Protecting whistleblowers: “The people always have a right to know”


United Nations special rapporteur Frank La Rue said whistleblowers are not only relevant for the news they carry, but because they make issues known to the people. He said the right to truth is not related to knowing individual events, but the reconstruction of history, mental health and the salvaging of the social fibres of society. La Rue said truth is very powerful in eradicating impunity, noting that this was the principle of his report to the UN General Assembly last year:

“Truth has the power to eradicate impunity, because many of the violations that have occurred were done – or many of the bad deeds, if you want to call them, are done – in the assumption that no one will ever find out, that no one will ever know.”

He also said people have a right to have access to information in a democratic society.

“The people always have a right to know – all the time – what is being done in their name,” he said. “This is why we call it democracy. Otherwise, it wouldn’t be the government of the people by the people, because it would always be some elite doing some issues in secret.”

Two of the panelists had worked with Mordechai Vanunu, the Israeli nuclear technician who revealed Israel’s secret nuclear bomb programme to the press in 1986. Peter Hounam is the British investigative journalist who interviewed Vanunu for The Sunday Times when the initial story was published. Avigdor Feldman is an Israeli civil and human rights lawyer who has represented Mordechai Vanunu. Hounam noted that most whistleblowers’ stories end up with a story in a major newspaper or from a major broadcasting organisation: 

“Whistleblowers are a big issue, but you know, for every whistleblower usually, there has to be a whistleblowee. Someone like me, and investigative journalist that they can actually talk to.”

Hounam also said the reality is that the news organisation could never have protected Vanunu from a Mossad hit team. “I’ve thought a lot about how you protect whistleblowers, and I don’t think the press is competent to do it,” he said, suggesting that there are other ways to protect them. The law is not a great deal of help, he added, noting the idea that there could be an organisation like a “Whistleblowers Anonymous” that could publish the information in the public interest.

Feldman touched upon elements of Vanunu’s case and how it relates to Israeli society. He pointed out that Vanunu spent 18 years in prison – 11 of which were in solitary confinement – is not allowed to leave Israel nor speak with anyone who is not an Israeli citizen on any subject, and he is not allowed to speak with strangers. He noted that he had never heard of such restrictions.

“I have no doubt that this was a punishment, a revenge of the Israeli authorities against Vanunu,” Feldman said.

Kathleen McClellan is the National Security and Human Rights deputy director for the United States Government Accountability Project.

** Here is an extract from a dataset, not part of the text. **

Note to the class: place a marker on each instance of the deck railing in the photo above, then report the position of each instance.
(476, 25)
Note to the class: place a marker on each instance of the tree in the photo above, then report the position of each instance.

Among other cases of whistleblowers facing persecution in the United States, she brought up the case of Edward Snowden. She pointed out that rather than investigating officials who invaded the privacy of innocent people, the intelligence community has spent untold resources investigating and attempting to discredit him.

“It can be an effective distraction, to focus the media and public attention on one individual, rather than exposing systematic, widespread illegality in a powerful government agency,” she said.

Nancy Hollander is lead counsel for Chelsea Manning on appeal and an internationally recognised criminal defense lawyer. In addition to speaking about cases she has worked on, she spoke about classifying documents and how they are over-classifying documents, which gives them an advantage in cases related to the Espionage Act.

“The government is violating the law,” she said. “What becomes classified comes out of an executive order from the president, and it lists what the rules are. And it also says what cannot be classified, and it specifically says – every executive order going back as far as when they started, including the recent one – says the government cannot classify information for the purpose of protecting the government from embarrassment. And yet, why is it that we can’t know about the torture of individuals in the black sites? Why is that we’re not allowed to know things that we should know? It’s because the government would be embarrassed.”

She pointed out the government does not punish everyone who leaks information, noting that someone leaked confidential information about Manning and no one was charged for that leak.

Mercer

Reverend Nicholas Mercer

Reverend Nicholas Mercer, formerly Lieutenant-Colonel Nicholas Mercer, was on the panel as well. As the former legal advisor to the UK army in Iraq, he revealed information about the UK’s complicity in the abuse of detainees in Iraq which he described as “institutional”.

“I met an officer who said, ‘Look. I’ve got information about the Ministry of Defence, and I’m so petrified of giving that information, that I want you to do it for me, because I don’t want what happened to you to happen to me,’” Mercer said.